Es innegable que la enorme mayoría de la filmografía de Gibson como actor está ligada a la violencia física, pero también a otras formas de violencia indirectas o subterráneas, vinculadas a lo psicológico, familiar o cultural, que incluso terminan afectando lo físico, como en La doble vida de Walter. Pero en su carrera como director –con la posible excepción de su ópera prima, El hombre sin rostro- se agrega lo religioso como factor determinante, con la fe como elemento constitutivo de los personajes y los hechos que protagonizan. En eso, La pasión de Cristo es su película no solo más popular y emblemática, sino más representativa, un resumen de todo lo que piensa pero también de cierta prepotencia que estaba atravesando en su estrellato y de una concepción del cine que no admite sutilezas. Y si Apocalypto lograba sus mejores momentos cuando dejaba un poco de lado la bajada de línea ideológica y se zambullía sin vueltas en la aventura, Hasta el último hombre encuentra ese lugar óptimo y verdaderamente relevante dentro del campo cinematográfico, donde primero está lo que se narra y los personajes que llevan adelante la historia, y después está el mensaje. Su más reciente película es potente, no prepotente. No necesita imponer su visión del mundo, por más que no sea precisamente sutil.

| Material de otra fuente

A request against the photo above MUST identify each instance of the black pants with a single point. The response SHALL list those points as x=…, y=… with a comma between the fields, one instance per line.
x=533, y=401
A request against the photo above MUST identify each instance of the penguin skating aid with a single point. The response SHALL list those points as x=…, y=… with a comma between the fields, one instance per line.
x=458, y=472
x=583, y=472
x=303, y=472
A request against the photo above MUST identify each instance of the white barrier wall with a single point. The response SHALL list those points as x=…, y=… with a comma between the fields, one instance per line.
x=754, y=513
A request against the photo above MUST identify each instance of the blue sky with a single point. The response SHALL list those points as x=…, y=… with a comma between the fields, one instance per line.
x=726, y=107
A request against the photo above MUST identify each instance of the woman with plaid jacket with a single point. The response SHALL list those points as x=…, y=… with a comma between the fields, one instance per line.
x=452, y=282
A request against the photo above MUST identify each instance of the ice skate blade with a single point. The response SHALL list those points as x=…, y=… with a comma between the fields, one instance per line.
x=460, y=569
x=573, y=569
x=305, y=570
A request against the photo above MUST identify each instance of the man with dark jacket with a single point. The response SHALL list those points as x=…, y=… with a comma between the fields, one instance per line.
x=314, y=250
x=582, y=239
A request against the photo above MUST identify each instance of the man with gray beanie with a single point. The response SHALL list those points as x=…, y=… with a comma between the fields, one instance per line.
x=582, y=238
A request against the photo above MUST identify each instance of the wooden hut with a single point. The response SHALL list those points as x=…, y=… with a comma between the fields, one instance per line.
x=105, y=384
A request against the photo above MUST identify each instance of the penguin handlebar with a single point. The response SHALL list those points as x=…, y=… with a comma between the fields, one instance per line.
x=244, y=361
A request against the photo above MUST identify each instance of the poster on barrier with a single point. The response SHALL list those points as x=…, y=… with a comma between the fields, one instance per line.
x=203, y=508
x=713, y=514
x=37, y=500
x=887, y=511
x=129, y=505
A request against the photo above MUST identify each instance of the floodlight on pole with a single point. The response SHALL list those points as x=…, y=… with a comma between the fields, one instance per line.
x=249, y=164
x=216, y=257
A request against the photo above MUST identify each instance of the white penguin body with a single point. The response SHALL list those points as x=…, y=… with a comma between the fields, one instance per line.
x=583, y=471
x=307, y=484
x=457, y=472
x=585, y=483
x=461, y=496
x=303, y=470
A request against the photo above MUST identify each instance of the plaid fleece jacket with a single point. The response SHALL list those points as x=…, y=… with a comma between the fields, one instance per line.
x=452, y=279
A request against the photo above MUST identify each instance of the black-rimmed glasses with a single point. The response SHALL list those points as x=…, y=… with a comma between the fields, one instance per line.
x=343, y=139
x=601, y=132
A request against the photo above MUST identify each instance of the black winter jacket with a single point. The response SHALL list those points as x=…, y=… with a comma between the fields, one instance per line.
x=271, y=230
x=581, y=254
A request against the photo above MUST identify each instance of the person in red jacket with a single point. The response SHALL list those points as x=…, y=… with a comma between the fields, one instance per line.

En el impacto definitivamente universal de Hasta el último hombre hay un par de decisiones de lógica pura pero también de enorme inteligencia por parte de Gibson. La primera es la de poder ver los rasgos prácticamente increíbles, incluso hasta inverosímiles de la historia de Doss, que desafían cualquier mirada práctica, y hacerlos suyos, llevándolos a confluir con su estética cinematográfica, casi grasa y absolutamente salvaje en su despliegue de violencia sanguinaria, estereotipos, lenguaje soez e iconicidad sin ambigüedades. La segunda, derivada de la primera, es ir haciendo transitar al relato por una multiplicidad de géneros: si el film arranca siendo un drama familiar, con la figura de ese violento padre que encarna Hugo Weaving como eje de referencia y conflicto; luego deriva en una comedia romántica a partir de que Doss conoce al amor de su vida; lo cómico continúa con el entrenamiento militar, con la presencia fundamental del sargento interpretado por Vince Vaughn (recuperando lo mejor de su talento, con líneas chispeantes a mil por hora); hay una breve parada dentro del subgénero judicial, a partir de la negativa de Doss de portar un arma y el juzgamiento por parte del Ejército; y luego está la zambullida final en el territorio bélico.

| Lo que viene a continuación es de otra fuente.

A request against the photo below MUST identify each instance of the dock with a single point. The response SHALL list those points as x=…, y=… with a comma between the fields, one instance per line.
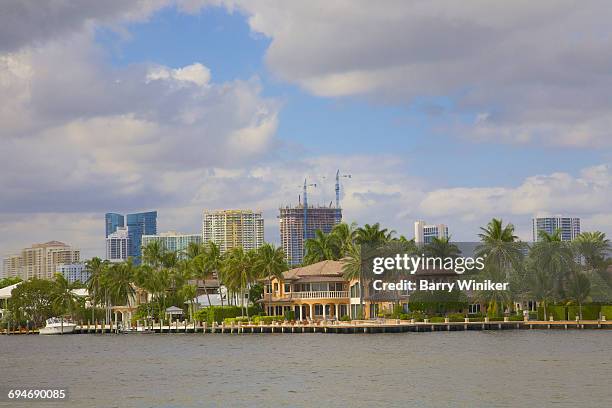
x=354, y=327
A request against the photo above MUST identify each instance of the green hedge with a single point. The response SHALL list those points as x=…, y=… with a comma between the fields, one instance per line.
x=606, y=310
x=220, y=313
x=558, y=312
x=589, y=311
x=456, y=317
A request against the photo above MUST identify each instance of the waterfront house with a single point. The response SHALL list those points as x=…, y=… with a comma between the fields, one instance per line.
x=313, y=292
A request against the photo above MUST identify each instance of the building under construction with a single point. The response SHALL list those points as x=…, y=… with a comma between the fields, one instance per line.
x=299, y=223
x=292, y=227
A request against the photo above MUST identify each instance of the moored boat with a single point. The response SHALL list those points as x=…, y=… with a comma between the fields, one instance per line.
x=55, y=325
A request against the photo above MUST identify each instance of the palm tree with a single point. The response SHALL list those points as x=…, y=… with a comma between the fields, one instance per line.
x=579, y=289
x=122, y=276
x=63, y=299
x=555, y=256
x=442, y=248
x=540, y=283
x=189, y=292
x=193, y=250
x=351, y=269
x=238, y=271
x=270, y=263
x=345, y=235
x=97, y=269
x=367, y=238
x=500, y=247
x=153, y=254
x=593, y=247
x=322, y=247
x=214, y=260
x=201, y=271
x=372, y=235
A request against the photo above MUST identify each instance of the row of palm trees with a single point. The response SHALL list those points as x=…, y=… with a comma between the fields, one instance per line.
x=171, y=277
x=550, y=270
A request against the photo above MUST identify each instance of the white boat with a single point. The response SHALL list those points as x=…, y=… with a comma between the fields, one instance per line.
x=54, y=326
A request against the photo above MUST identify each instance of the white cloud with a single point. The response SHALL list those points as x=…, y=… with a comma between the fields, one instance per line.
x=540, y=71
x=586, y=196
x=195, y=73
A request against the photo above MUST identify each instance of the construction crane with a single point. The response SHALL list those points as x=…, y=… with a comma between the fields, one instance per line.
x=338, y=176
x=305, y=237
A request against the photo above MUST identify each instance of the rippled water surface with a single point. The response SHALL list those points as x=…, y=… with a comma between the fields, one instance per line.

Allí, a la hora de adentrarse en la Batalla de Okinawa, con la Escarpa de Maeda (conocida también como Hacksaw Ridge) como punto de quiebre de la contienda, es donde Gibson realiza la operación genérica más interesante de todas: toda la segunda mitad del metraje, desde la anticipación de lo que viene –con el desfile de cadáveres de compatriotas que observan los soldados recién llegados al campo de batalla-, el trabajo con el fuera de campo –con los japoneses como entidades casi invisibles pero palpables incluso desde lo que se cuenta de ellos-, la composición de planos, la utilización del sonido y la exposición de la violencia, convoca definitivamente al terror. En Hasta el último hombre, la guerra es esencialmente miedo, temor, horror, por lo que se ve, por lo que puede suceder, por lo que se intuye, por la permanente sensación de que cada paso dado puede ser el último, de que el enemigo está al acecho y no va a tener piedad.

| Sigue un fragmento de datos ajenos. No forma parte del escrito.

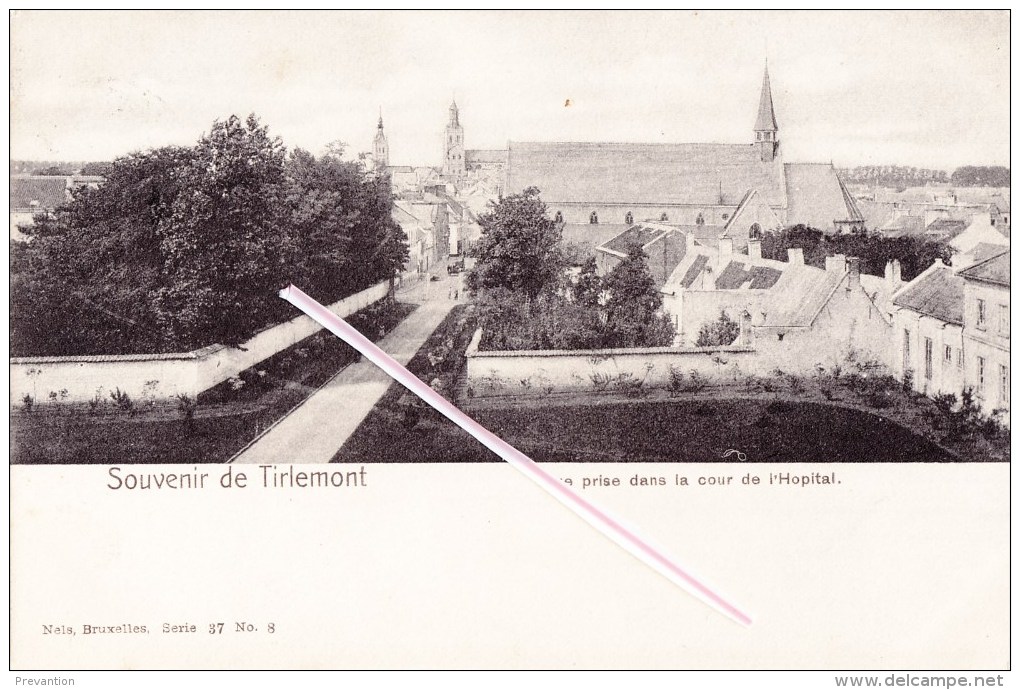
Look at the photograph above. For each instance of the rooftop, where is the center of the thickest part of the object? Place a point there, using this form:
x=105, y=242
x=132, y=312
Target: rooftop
x=937, y=293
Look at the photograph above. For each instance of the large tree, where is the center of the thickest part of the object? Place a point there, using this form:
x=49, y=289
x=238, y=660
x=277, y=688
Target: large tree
x=519, y=249
x=633, y=307
x=185, y=247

En cierto modo, Hasta el último hombre va hilvanando un procedimiento narrativo similar al que hacía ese clásico llamado El exorcista: la construcción progresiva de los acontecimientos y sus protagonistas es la que va generando una indudable empatía con el espectador. Frente a ese horror tangible y a la vez abismal, la única respuesta parece ser la coherencia y el profesionalismo que va de la mano de la fe. Frente a la violencia extrema, la respuesta que encuentra Doss, aferrándose a sus convicciones religiosas, negándose a tomar ese instrumento del mal que puede ser un fusil y eligiendo salvar a sus compañeros (e incluso a sus enemigos) utilizando solo sus conocimientos, termina siendo hasta perfectamente lógica, incuestionable. Los villanos no terminan siendo los japoneses (son apenas meros antagonistas circunstanciales) sino la forma en que la guerra lleva a que los individuos abandonen su propia humanidad.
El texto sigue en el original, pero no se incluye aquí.